Less than two weeks later, Turkish troops closed in on their position. Bonaparte ordered that those in the hospital not strong enough to join the retreat be poisoned with laudanum, a tincture of opium. Dr. Desgenettes refused. The fifty or so patients left in the hospital, seemingly close to death, were poisoned instead by the chief pharmacist, but apparently he gave an insufficient dose.
The Turks found several alive in the hospital and protected them.

Although stories of wartime mercy killings of injured soldiers frequently
appear in fictional novels and movies, it is extremely difficult to find a real, documented
case of physician involvement. In the nineteenth century, however, a movement arose to challenge the physicians’ absolutist views on preserving life. In the United States and Europe, some non-physicians criticized doctors’ penchant for prolonging lives at all costs. They advocated using anesthetic drugs developed in the 1800s not only to ease the pain of dying but also to help it along. Known as “euthanasiasts,” these advocates called their proposal “euthanasia”—a Greek-derived term (
eu
= “good,”
thanatos
= “death”) that English-language writers had for centuries used to mean “
a soft quiet death, or an easy passage out of this world.”

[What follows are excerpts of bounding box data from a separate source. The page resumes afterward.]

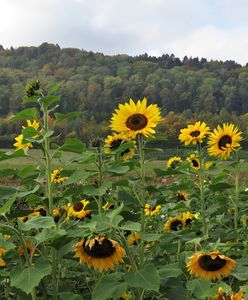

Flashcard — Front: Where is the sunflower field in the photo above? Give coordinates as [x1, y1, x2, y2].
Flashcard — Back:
[0, 81, 248, 300]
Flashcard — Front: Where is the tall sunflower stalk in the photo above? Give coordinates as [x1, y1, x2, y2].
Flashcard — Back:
[110, 98, 162, 300]
[197, 143, 208, 235]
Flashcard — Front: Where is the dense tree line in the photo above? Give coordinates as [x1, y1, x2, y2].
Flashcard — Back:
[0, 43, 248, 148]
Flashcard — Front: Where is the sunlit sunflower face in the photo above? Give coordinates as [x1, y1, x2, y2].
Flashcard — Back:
[110, 98, 162, 138]
[179, 121, 210, 146]
[187, 251, 236, 280]
[187, 154, 201, 170]
[208, 124, 242, 160]
[213, 287, 245, 300]
[167, 156, 183, 169]
[176, 191, 189, 201]
[104, 133, 135, 160]
[127, 231, 141, 245]
[164, 215, 183, 231]
[182, 211, 199, 227]
[67, 199, 91, 219]
[75, 236, 125, 272]
[144, 203, 161, 216]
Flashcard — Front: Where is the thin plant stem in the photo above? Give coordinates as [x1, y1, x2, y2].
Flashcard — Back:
[138, 134, 145, 267]
[197, 143, 208, 235]
[234, 152, 240, 232]
[42, 104, 53, 216]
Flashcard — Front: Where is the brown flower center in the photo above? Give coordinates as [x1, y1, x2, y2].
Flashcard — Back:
[73, 202, 84, 211]
[170, 220, 183, 231]
[218, 135, 232, 150]
[126, 114, 148, 131]
[82, 238, 116, 258]
[190, 130, 200, 137]
[109, 139, 122, 150]
[199, 254, 226, 271]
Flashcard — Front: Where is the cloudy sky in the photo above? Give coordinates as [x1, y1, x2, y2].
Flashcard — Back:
[0, 0, 248, 64]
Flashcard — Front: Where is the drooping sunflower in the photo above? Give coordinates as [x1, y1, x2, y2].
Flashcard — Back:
[104, 133, 135, 160]
[67, 199, 91, 219]
[0, 247, 6, 267]
[167, 156, 183, 169]
[110, 98, 163, 138]
[74, 236, 125, 272]
[208, 123, 242, 160]
[182, 211, 199, 227]
[51, 168, 67, 183]
[144, 203, 161, 216]
[178, 121, 210, 146]
[187, 251, 236, 280]
[17, 241, 34, 256]
[213, 287, 245, 300]
[176, 191, 189, 201]
[127, 231, 141, 245]
[13, 134, 33, 151]
[164, 215, 183, 231]
[187, 154, 201, 170]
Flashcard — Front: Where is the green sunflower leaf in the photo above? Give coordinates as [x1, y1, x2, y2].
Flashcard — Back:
[92, 273, 127, 300]
[125, 265, 160, 292]
[59, 138, 86, 153]
[10, 257, 52, 294]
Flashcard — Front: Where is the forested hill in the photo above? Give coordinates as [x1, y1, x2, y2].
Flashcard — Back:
[0, 43, 248, 122]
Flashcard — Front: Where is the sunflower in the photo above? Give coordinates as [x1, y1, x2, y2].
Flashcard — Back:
[110, 98, 163, 138]
[208, 123, 242, 160]
[187, 154, 200, 170]
[178, 121, 210, 146]
[104, 133, 135, 160]
[74, 236, 125, 272]
[22, 120, 40, 130]
[102, 201, 115, 210]
[182, 211, 199, 227]
[176, 191, 189, 201]
[164, 215, 183, 231]
[213, 287, 245, 300]
[144, 203, 161, 216]
[127, 231, 141, 245]
[13, 134, 33, 151]
[187, 251, 236, 280]
[53, 207, 67, 223]
[51, 168, 67, 183]
[17, 241, 34, 256]
[67, 199, 91, 219]
[0, 247, 6, 267]
[167, 156, 183, 169]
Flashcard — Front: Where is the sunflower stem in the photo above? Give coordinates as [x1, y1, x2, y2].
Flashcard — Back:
[52, 248, 59, 300]
[41, 104, 53, 216]
[197, 143, 208, 235]
[234, 152, 240, 233]
[137, 134, 145, 267]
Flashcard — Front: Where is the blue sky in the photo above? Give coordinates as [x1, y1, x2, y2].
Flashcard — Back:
[0, 0, 248, 64]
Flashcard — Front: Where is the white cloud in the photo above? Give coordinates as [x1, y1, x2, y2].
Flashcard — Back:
[0, 0, 248, 63]
[168, 26, 248, 64]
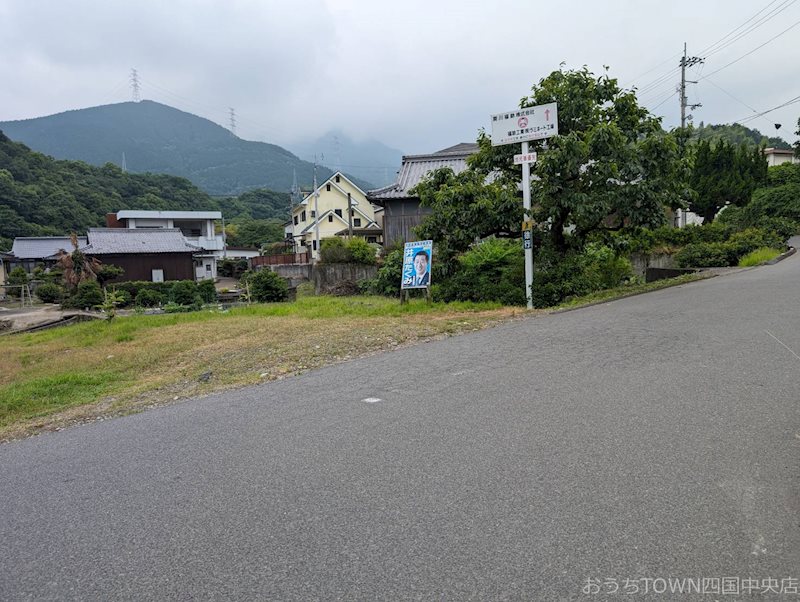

Many doctors argued against the proposed use of their skills to bring about dying, fearing the public would lose trust in the profession. Allowing death to claim patients naturally struck them as far different from causing patients’ deaths.
“To surrender to superior forces is not the same thing as to lead an attack of the enemy upon one’s own friends,” editors of the
Boston Medical and Surgical Journal
opined in 1884.

Still, the movement for euthanasia grew in the United States and Europe, and it morphed. Some advocates noted the great burdens the sick, mentally ill, and dying placed on their families and society. Helping them die would be both merciful and a contribution to the greater collectivist good. Why not, some asked, extend to terminally ill people what few would deny their sick animals, regardless of whether they were capable of expressing the wish to die? These were lives not worthy of living.

These ideas found particular resonance at a time of widespread economic privation, suffering, and hunger in post–World War I Germany. Attention focused on the costs of caring for the elderly, disabled, mentally ill, and other dependent individuals, many warehoused in church-run asylums. (Also couched in terms of public health was the growing international support for eugenics—improving the gene pool of the society—and these individuals were seen as a threat to the purity and superiority of the German race.)

In an effort to save money and resources during wartime in the early 1940s, the Nazis took the ideas to their logical extreme and implemented programs of
involuntary
euthanasia of these populations. By some counts up to 200,000 people with mental illnesses or physical disabilities were executed, the Darwinian notion of survival of the fittest employed to justify the murders. After these programs were shut down, their administrators were sent to orchestrate mass killings of Jews and others in extermination camps in Poland.